PhysicalCopy subclasses retain their records to maintain a complete audit trail:

Deletion Logging#

The deletion manager includes helper functions for structured logging:

def _add_deletion_log(
    session: Session,
    physical_copy: models.PhysicalCopy,
    message: str
) -> None:
    """Add deletion log entry for audit trail."""
    # Logs include:
    # - Timestamp
    # - Physical copy ID and type
    # - Location information
    # - Reason for deletion
    # - Success/failure status

Query Deletion History#

Database queries can retrieve deletion history:

-- Show all deletions in last 24 hours
SELECT
    pc.id,
    pc.type,
    pc.status,
    pc.deleted_at,
    dl.name as location_name
FROM physical_copy pc
JOIN data_location dl ON pc.data_location_id = dl.id
WHERE pc.status = 'DELETED'
  AND pc.deleted_at > NOW() - INTERVAL '24 hours'
ORDER BY pc.deleted_at DESC;

Log Files#

Structured logs capture deletion details using the centralized logging system:

{
  "timestamp": "2024-11-27T10:30:00Z",
  "level": "INFO",
  "logger": "ccat_data_transfer.deletion_manager",
  "event": "physical_copy_deleted",
  "physical_copy_id": 12345,
  "copy_type": "raw_data_file",
  "location": "ccat_telescope_buffer",
  "size_bytes": 1048576,
  "reason": "parent_package_archived"
}

Manual Deletion#

Administrators can manually trigger deletion operations when needed.

Warning

Manual deletion should be used with caution.
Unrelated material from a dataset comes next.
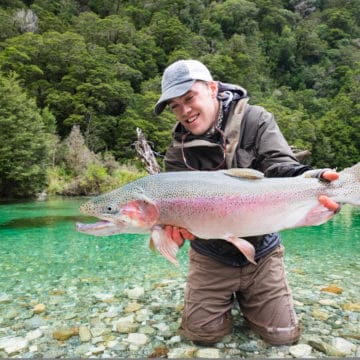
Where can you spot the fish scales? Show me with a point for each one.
(223, 204)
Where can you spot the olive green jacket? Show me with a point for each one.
(253, 140)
Always verify data exists in LTA locations before forcing deletion from SOURCE or BUFFER locations.

Available CLI Commands#

The system provides limited CLI commands for inspection:

List Data Locations:

# View all available locations
ccat_data_transfer list-locations

This shows all configured sites and their locations, useful for identifying location names for manual operations.

Monitor Disk Usage:

# Monitor all active disk locations
ccat_data_transfer disk-monitor --all

# Monitor specific location
ccat_data_transfer disk-monitor --location-name cologne_buffer

# Monitor by site
ccat_data_transfer disk-monitor --site cologne

Python API for Manual Operations#

For administrative scripting and manual deletion operations, use the Python API:

Inspect Deletable Data:

from ccat_data_transfer.deletion_manager import (
    find_deletable_raw_data_packages_by_location,
    find_deletable_data_transfer_packages
)
from ccat_data_transfer.database import DatabaseConnection

# Get database connection
db = DatabaseConnection()
session, _ = db.get_connection()

try:
    # Find deletable RawDataPackages by location
    deletable_packages = find_deletable_raw_data_packages_by_location(session)
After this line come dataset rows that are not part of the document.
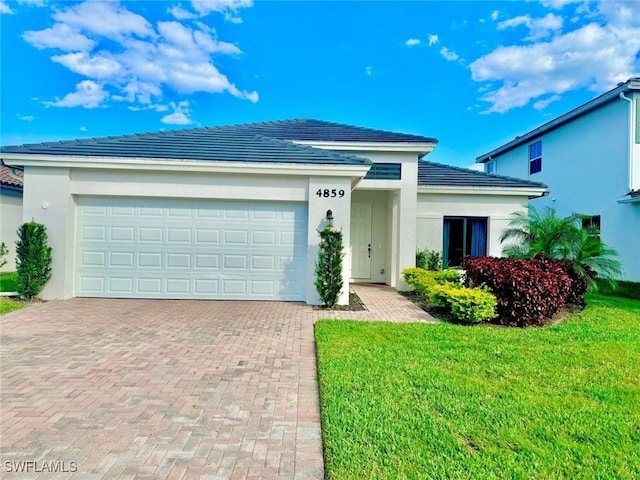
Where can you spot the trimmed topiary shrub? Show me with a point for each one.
(433, 260)
(4, 251)
(329, 266)
(33, 259)
(468, 305)
(528, 291)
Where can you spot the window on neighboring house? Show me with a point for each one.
(463, 236)
(535, 157)
(592, 222)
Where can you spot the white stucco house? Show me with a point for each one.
(590, 159)
(10, 211)
(233, 212)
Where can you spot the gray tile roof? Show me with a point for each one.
(436, 174)
(252, 142)
(11, 178)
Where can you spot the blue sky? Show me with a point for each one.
(472, 74)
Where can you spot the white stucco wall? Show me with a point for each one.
(10, 220)
(433, 207)
(50, 194)
(401, 213)
(585, 163)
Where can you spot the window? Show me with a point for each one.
(463, 236)
(535, 157)
(592, 222)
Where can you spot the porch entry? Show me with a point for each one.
(361, 240)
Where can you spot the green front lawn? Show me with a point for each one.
(447, 401)
(9, 281)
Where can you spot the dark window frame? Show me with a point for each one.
(535, 157)
(467, 237)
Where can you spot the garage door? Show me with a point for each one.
(168, 248)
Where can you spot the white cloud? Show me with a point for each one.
(180, 115)
(137, 61)
(542, 104)
(229, 8)
(59, 36)
(539, 28)
(88, 94)
(99, 66)
(107, 19)
(597, 54)
(37, 3)
(558, 4)
(449, 54)
(180, 13)
(4, 8)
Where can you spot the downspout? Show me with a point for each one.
(631, 139)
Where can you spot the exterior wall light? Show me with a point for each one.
(329, 219)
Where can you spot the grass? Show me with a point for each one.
(8, 281)
(444, 401)
(620, 289)
(8, 305)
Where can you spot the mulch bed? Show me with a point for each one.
(355, 305)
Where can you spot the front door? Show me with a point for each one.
(361, 240)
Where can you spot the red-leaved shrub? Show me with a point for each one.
(528, 291)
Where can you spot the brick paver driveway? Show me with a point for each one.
(139, 389)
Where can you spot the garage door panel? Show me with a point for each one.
(162, 248)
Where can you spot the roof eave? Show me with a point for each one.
(530, 192)
(632, 84)
(421, 148)
(134, 163)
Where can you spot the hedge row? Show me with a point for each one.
(443, 289)
(528, 291)
(468, 305)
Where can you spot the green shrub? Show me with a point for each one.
(420, 279)
(429, 260)
(448, 275)
(468, 305)
(33, 259)
(329, 266)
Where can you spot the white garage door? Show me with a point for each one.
(168, 248)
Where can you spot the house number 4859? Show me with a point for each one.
(330, 193)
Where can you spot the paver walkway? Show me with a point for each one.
(143, 389)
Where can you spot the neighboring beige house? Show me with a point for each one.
(233, 212)
(11, 179)
(590, 159)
    print("\n=== Deletable RawDataPackages ===")
    for location, packages in deletable_packages.items():
        total_size = sum(p.size for p in packages)
        print(f"\nLocation: {location.name} ({location.location_type.value})")
        print(f"  Site: {location.site.name}")
        print(f"  Packages: {len(packages)}")
        print(f"  Total size: {total_size / (1024**3):.2f} GB")

    # Find deletable DataTransferPackages
    deletable_transfers = find_deletable_data_transfer_packages(session)

    print("\n=== Deletable DataTransferPackages ===")
    for package, location in deletable_transfers:
        print(f"Package: {package.file_name}")
        print(f"  Location: {location.name}")
        print(f"  Size: {package.size / (1024**3):.2f} GB")

finally:
    session.close()

Trigger Manual Deletion Cycle:

from ccat_data_transfer.deletion_manager import delete_data_packages

# Run one deletion cycle with verbose logging
delete_data_packages(verbose=True)

print("Deletion cycle completed")

Schedule Specific Deletions:

from ccat_data_transfer.deletion_manager import delete_physical_copy
from ccat_data_transfer.queue_discovery import route_task_by_location
from ccat_data_transfer.operation_types import OperationType
from ccat_data_transfer.database import DatabaseConnection
from ccat_ops_db import models

db = DatabaseConnection()
session, _ = db.get_connection()

try:
    # Find a specific physical copy to delete
    physical_copy = session.query(models.RawDataPackagePhysicalCopy).filter(
        models.RawDataPackagePhysicalCopy.id == 12345,
        models.RawDataPackagePhysicalCopy.status == models.PhysicalCopyStatus.PRESENT
    ).first()

    if physical_copy:
        # Safety check: Verify it's actually deletable
        # (Add your safety checks here based on location type and package state)

        # Mark as scheduled
        physical_copy.status = models.PhysicalCopyStatus.DELETION_SCHEDULED
        session.commit()

        # Route to appropriate queue
        queue_name = route_task_by_location(
            OperationType.DELETION,
            physical_copy.data_location
        )

        # Schedule deletion task
        delete_physical_copy.apply_async(
            args=[physical_copy.id],
            kwargs={"queue_name": queue_name},
            queue=queue_name
        )

        print(f"Scheduled deletion of physical copy {physical_copy.id}")

finally:
    session.close()

Deletion Service Management#

The deletion manager runs as a continuous service. To control it:

Start the deletion manager:

# Start as a service (runs continuously)
ccat_data_transfer deletion-manager

# Start with verbose logging
ccat_data_transfer deletion-manager -v

The deletion manager will run in a loop, checking for deletable data every DELETION_MANAGER_SLEEP_TIME seconds (default: 5 seconds).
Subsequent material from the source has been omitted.